Ay, cuánto habla la envidia de nosotros: quien codicia el cabello de una modelo es porque no lleva en la cabeza más que una mata de estopa trasquilada, quien suspira ante el vehículo del vecino es porque está obligado a desplazarse en una cacerola con neumáticos que gime a cada bache, y quien arquea las cejas como un bobo ante esta chica sevillana de 17 años, Maite Peña, que acaba de obtener la medalla de bronce en las olimpiadas matemáticas de Atenas es porque, como este servidor, no ha logrado conciliar en su vida dos fórmulas ni distinguir una raíz cuadrada de la raíz de mandrágora, muy útil contra el mal de ojo. Mirando sonreír a esta admirable muchacha en su fotografía, mientras muestra el trofeo que ha conseguido, vuelven a caer sobre mí a chaparrones aquellos viejos complejos que yo creía perdidos: yo sentado en la banca de la clase luchando por comprender los signos que desfilaban por la pizarra, copiándolos en un cuaderno sin resultado, enfrentándome a ellos en los exámenes como quien tenía que vérselas con un manual de instrucciones en coreano, el regreso a casa bajo una mochila más pesada que nunca, preguntándome qué haría para orientarme en la clase de mañana. Hoy lo reconozco sin tapujos pero también sin lástima: todavía no me he enterado del todo de qué es un logaritmo y sufro verdaderas dificultades para definir un límite. Y si admiro profundamente a los clavecinistas y a los prestidigitadores, los matemáticos me inspiran una especie de pasmo religioso, como el que debió de acogotar a María Magdalena cuando entendió que su ropa de luto no iba a servirle para nada.

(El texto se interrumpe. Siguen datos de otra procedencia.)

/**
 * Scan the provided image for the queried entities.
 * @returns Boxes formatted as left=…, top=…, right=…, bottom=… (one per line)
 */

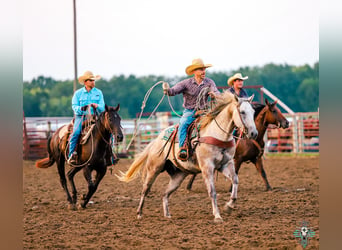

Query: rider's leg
left=68, top=116, right=83, bottom=163
left=178, top=109, right=195, bottom=159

Al principio, esta inferioridad mía me causó mucha tristeza, porque muy lamentable es ver cómo los compañeros de colegio corren por el recreo y uno va detrás dando tumbos y tropezones; aquella frase que Platón colgó sobre el portal de la Academia, "No entre quien no sepa matemáticas", no contribuyó a creerme mejor persona. No sé por qué, me dio por pensar que yo no podía andar por la calle tan tranquilamente sin conocer los rudimentos de la aritmética y el cálculo y siendo virgen como una monja en teoría de sistemas; me daba vergüenza presentarme a las chicas porque creía que ellas percibirían enseguida mi flaqueza y que me espetarían a bocajarro un cruel problema de trigonometría. Eso fue en el pasado: ahora mi admiración por los matemáticos no ha cesado, pero también he aprendido que la cuota de imbéciles se reparte equitativamente entre todas las especialidades y que, en contra de lo que piensan los padres (que siempre te aconsejan decantarte por las ciencias), las matemáticas no ayudan a vivir mejor. A esto me ayudó una muy interesante biografía de Albert Einstein que cayó en mis manos poco antes de acabar la carrera, en la que se describía los palos que afligieron al gran prohombre durante su estancia en la escuela y las privaciones que hicieron lo propio en su edad adulta; al final, consagrado y convertido en una litografía, Einstein consumía sus energías manchando encerados en la Universidad de Princeton, en busca de esa teoría total que debía unificar las leyes del electromagnetismo, la gravitación y tantas otras, y que se le escurría sin cesar de las manos, como la arena. Sus últimas palabras antes de abandonar fracasado la tiza, que me consolaron tanto, fueron estas: "Si supiera más matemáticas...".